Debate team thrived under Getchell’s leadership

Departing teacher’s popular Law, Literature, and Social Justice elective shaped lives

Debate+team+thrived+under+Getchell%E2%80%99s+leadership

Anjali Reddy, Off Campus Editor

Past 11 p.m. on the night before a debate tournament, Upper School (US) English Teacher and Speech and Debate Coach Sarah Getchell guided several members of the speech and debate team on a Zoom call to hone their arguments and prepared speeches, co-captain Julia Shephard ’22 recalled.

“You don’t usually have that type of relationship with a teacher who is willing to stay up even later than that,” Julia said. “We have a really great team atmosphere, and I think a lot of that is due to the unconventional way she runs things.”

When Ms. Getchell arrived at the school to teach English in 2015, she also took over the speech and debate team, newly rekindled at the time of her arrival, and brought it along to many victories. It became the first American school to win the International Independent Schools Public Speaking Competition (IISPSC) this year, Co-Captain Alexi Melki ’21 became the first American to take first place as an individual competitor at IISPSC this year, and several debaters qualified for World Individual Debating and Public Speaking Championships (WIDPSC) to represent the American team.

The team wins are merely extensions of the process Ms. Getchell has encouraged, Julia said.

“It’s not all about taking x, y, z steps to get to some sort of debate victory. It’s also about engaging with people around you and seeking feedback in different ways. The goal is to become really good at thinking and speaking, and the side effect of that: you win debate tournaments.”

Under her tutelage, the debate team has become a more collaborative environment, Ms. Getchell said.

“We have moved toward being less combative in our approach to debate,” she said. “Our culture has evolved to be less cutthroat but still competitive.”

The debate team now nurtures debaters of all expertise with varying goals, she added.

“We try to focus on the whole range: from brand new debaters who want to get more comfortable with public speaking all the way through to people who want to win [WIDPSC],” Ms. Getchell said. “We want to have fun and help people on the team to achieve a huge range of goals.”

In the final stages of her interviewing process, former Speech and Debate Co-Captain Michael Goldfine ’16 was among a group of only students to interview Ms. Getchell for the role of the speech and debate team coach. Having gone through three coaches in two years, the debate team was falling apart, Michael said.

“I remember everybody in the room really liked her immediately,” Michael said. “She’s really quick to connect with students, and she talks to students like they’re adults, like she is interested in hearing about them.”

Elise Hawkins ’21—another team co-captain, who had Ms. Getchell as an English teacher freshman year and who his year, took Ms. Getchell’s senior elective, Law, Literature, and Social Justice—said Ms. Getchell has emphasized the importance of connection.

“On the first day of her class, you’re not delving right into the coursework,” Elise said. “There is a time of getting to know each other. It makes what you end up learning a lot more valuable because you trust what the other person is saying.”
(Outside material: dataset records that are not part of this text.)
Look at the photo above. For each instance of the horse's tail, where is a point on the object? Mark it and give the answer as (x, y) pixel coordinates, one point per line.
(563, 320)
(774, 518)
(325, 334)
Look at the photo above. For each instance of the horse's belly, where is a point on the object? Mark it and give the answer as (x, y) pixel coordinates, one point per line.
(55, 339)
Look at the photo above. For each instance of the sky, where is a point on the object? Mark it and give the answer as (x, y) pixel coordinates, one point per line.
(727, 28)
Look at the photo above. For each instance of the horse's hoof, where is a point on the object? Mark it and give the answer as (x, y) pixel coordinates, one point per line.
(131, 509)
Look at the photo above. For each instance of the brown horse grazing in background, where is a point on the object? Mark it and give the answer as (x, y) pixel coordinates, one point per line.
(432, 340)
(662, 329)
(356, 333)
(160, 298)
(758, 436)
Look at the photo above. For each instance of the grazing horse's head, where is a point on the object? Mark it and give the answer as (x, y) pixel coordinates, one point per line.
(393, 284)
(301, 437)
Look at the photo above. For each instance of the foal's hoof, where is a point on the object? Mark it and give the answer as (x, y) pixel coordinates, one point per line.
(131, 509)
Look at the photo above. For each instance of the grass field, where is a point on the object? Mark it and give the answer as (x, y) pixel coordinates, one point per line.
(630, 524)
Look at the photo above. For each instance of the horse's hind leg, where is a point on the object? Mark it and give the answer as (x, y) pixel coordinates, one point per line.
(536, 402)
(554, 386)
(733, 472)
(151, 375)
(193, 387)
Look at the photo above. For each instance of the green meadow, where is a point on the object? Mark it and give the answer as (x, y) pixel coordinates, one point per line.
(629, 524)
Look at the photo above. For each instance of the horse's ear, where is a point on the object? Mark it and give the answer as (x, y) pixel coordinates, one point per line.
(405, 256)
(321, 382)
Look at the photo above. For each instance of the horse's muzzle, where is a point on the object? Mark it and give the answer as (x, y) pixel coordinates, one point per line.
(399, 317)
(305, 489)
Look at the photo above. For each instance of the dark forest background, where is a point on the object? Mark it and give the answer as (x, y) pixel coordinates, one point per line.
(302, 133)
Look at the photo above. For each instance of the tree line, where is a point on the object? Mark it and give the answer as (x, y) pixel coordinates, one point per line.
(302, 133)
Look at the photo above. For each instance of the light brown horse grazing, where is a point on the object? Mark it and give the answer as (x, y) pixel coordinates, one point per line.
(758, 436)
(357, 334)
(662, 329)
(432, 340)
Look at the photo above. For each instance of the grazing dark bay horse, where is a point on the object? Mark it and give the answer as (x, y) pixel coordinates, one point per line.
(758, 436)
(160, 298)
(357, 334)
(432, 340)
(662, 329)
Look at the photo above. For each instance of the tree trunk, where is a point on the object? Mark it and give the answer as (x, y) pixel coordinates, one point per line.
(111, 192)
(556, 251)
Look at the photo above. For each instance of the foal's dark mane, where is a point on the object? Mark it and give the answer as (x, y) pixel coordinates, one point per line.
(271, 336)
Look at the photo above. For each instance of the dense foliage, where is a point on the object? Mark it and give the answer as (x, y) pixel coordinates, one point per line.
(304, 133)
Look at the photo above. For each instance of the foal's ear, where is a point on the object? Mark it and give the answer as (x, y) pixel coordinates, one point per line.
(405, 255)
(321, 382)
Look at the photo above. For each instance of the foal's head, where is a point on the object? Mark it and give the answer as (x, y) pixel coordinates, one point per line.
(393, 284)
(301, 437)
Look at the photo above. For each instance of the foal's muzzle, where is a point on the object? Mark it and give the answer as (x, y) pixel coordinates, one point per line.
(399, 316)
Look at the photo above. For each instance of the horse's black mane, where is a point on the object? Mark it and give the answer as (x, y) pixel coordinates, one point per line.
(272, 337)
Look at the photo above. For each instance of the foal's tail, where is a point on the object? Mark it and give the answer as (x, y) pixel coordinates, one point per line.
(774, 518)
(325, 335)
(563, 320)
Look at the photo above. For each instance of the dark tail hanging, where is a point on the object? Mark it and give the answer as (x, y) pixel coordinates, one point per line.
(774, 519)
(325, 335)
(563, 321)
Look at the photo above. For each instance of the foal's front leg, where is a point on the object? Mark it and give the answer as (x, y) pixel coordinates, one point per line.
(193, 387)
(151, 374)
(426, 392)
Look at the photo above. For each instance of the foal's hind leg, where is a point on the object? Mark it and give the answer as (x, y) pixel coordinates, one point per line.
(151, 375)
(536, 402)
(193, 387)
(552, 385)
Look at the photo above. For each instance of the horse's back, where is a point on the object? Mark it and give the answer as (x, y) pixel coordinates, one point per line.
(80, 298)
In describing Ms. Getchell’s teaching style, Elise said “versatility” comes to mind.

“Every class is so different. One day you’ll have a speaker, the next you’ll be writing, the next you’ll be having a discussion. It doesn’t really follow a pattern, and that makes the class a lot more exciting.”
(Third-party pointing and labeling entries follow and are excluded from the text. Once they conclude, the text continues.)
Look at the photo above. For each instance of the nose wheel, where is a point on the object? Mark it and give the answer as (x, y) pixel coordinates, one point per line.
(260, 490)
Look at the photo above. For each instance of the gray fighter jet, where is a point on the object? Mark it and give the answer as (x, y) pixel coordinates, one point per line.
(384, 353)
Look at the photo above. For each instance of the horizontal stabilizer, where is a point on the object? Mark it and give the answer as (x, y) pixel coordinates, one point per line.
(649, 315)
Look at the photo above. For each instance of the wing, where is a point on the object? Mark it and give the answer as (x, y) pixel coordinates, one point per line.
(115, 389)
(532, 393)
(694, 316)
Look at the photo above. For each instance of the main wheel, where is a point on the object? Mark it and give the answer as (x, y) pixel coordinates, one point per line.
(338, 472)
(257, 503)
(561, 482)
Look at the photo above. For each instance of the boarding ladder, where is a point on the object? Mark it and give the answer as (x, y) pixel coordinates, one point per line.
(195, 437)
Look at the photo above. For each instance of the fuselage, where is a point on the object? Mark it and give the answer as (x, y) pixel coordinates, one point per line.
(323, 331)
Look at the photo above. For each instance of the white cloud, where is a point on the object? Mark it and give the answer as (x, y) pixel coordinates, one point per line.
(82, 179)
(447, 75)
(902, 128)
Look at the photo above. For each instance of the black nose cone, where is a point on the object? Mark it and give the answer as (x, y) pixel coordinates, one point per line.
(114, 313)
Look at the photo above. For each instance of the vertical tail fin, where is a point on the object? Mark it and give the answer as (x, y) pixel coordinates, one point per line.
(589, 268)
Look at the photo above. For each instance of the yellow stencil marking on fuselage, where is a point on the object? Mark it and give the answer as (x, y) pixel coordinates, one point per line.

Avik Sarkar ’19, who took Law, Literature, and Social Justice during the 2018-19 school year, said Ms. Getchell’s advice to think critically about controversial topics has influenced his studies at Yale University, where he now majors in women’s, gender, and sexuality studies with a focus on literary and critical theory.

“Ms. Getchell taught me to look for the spaces that are intellectually challenging, the conversations that will stir the pot, because those will be the most interesting and exciting places to be.”

Aurash Vatan ’19, co-captain of speech and debate during his junior and senior years, said he has considered going to law school because of how Ms. Getchell presented tort law in a mini course he took during his Senior Spring Project.

“The reason it was so exciting for me is because it was the rigor of mathematical type thinking and logic in an arena that is not math,” Aurash said. “That kind of thinking really appeals to me. She made sure that we were thinking in a mathematical and logical way, and she stressed the concrete stakes of the problems and hypotheticals we were talking about.”

US Russian Teacher Joshua Walker said he admires Ms. Getchell for pursuing teaching after law school.

“A lot of people would say, ‘Well, I have all these sunk costs,’” Mr. Walker said. “Ms. Getchell decided to go after what she was passionate about even if it meant completely changing her trajectory.”

English Department Head Ariel Duddy, who began teaching at the school at the same time as Ms. Getchell and shared an office with her for six years, said she has benefited from Ms. Getchell’s brand of critical thinking.

“She’ll raise questions about school and the world, and I’m like, ‘You’re totally right, but I hadn’t thought about it that way before.’ I feel like she has pushed me to be a bit more critical about the why of what we do and how we exist in the world.”

This month marks Ms. Getchell’s last at the school, as she and her family are planning a move to Portland, Maine, where she has accepted a teaching position at the Waynflete School.